We cannot consider what it is to be Christian before American. This collusion makes it clear why and how Trump assumes the Presidency as a convicted felon without losing much of his “Christian” base. Why? Because we failed to pay attention to the prayers of January 6th. To the god they revealed in our midst, and the militant devotion this god demands. A god who is a paranoiac, split between ideology and theology, whose spirit bears the name “Jesus” only in messianic mimicry.
How might we regain our footing and our faith? It begins with taking prayer seriously. If the Christian life is—ever and always—a “life of calling upon God” (as the great Swiss theologian Karl Barth put it) then our attention must be placed upon this small little prayer packaged in the Oath. Perhaps we pray this prayer ourselves: “So help us God.”

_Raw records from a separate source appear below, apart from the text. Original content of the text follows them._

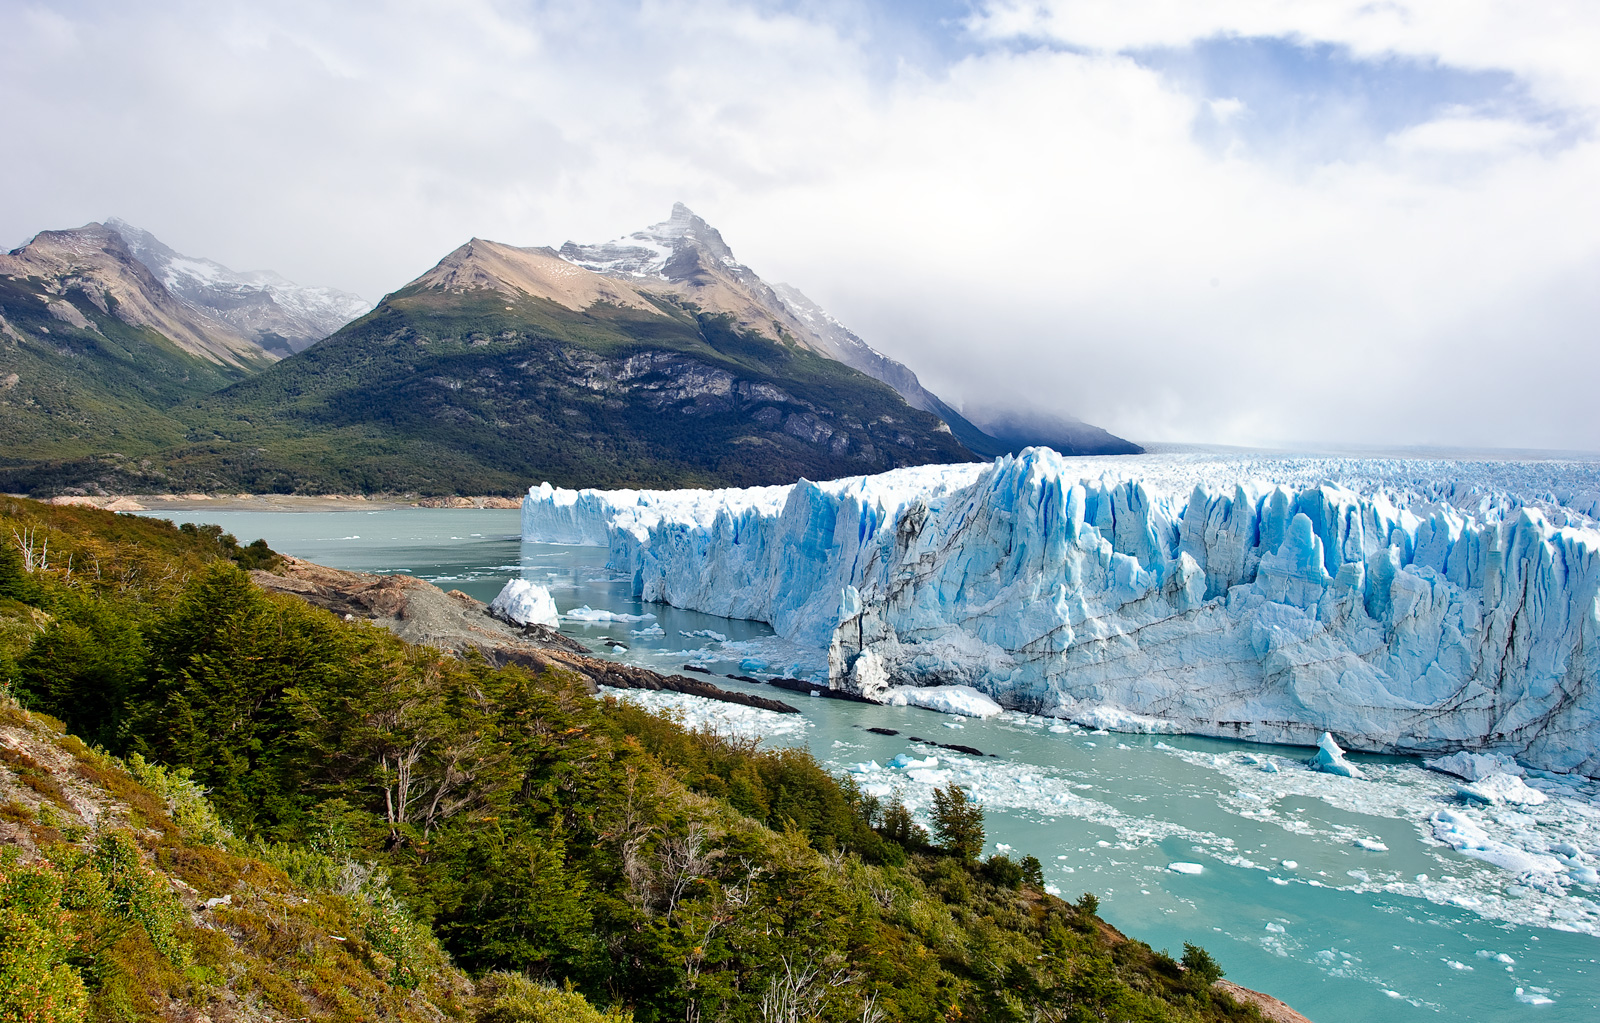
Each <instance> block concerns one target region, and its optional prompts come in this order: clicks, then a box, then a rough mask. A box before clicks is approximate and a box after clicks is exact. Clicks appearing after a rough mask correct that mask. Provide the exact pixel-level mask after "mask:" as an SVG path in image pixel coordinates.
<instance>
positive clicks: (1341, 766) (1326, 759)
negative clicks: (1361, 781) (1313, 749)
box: [1306, 732, 1362, 778]
mask: <svg viewBox="0 0 1600 1023" xmlns="http://www.w3.org/2000/svg"><path fill="white" fill-rule="evenodd" d="M1306 767H1309V768H1312V770H1320V772H1322V773H1325V775H1344V776H1346V778H1360V776H1362V768H1358V767H1357V765H1355V764H1350V762H1349V760H1346V759H1344V751H1342V749H1339V744H1338V743H1336V741H1333V735H1330V733H1328V732H1323V733H1322V740H1320V741H1318V743H1317V756H1314V757H1312V759H1310V760H1309V762H1307V764H1306Z"/></svg>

Because it is a dangerous prayer. We have forgotten: it is dangerous to call on God. This presidential prayer invokes divine aid to “preserve, protect, and defend” the Constitution, but to invoke the God of the Christian faith is to invite dispossession and disillusionment with all we once counted “necessary” and took for granted, all as the consequence of encountering the Crucified One.
Some see in Trump the advent of revival in America. Some see in Trump democracy’s executioner. But to invoke the name of God in America is to make us radically free and thus responsible to God’s command of peace and justice.
The Dutch Reformed pastor, K.H. Miskotte, whose ministry took place in Nazi-occupied Amsterdam, saw it clearly: this God is a saboteur. To invoke this God invites sabotage, and grants us a dissenting faith, one marked by abject denial and disbelief in all other claims to totality and authority and power.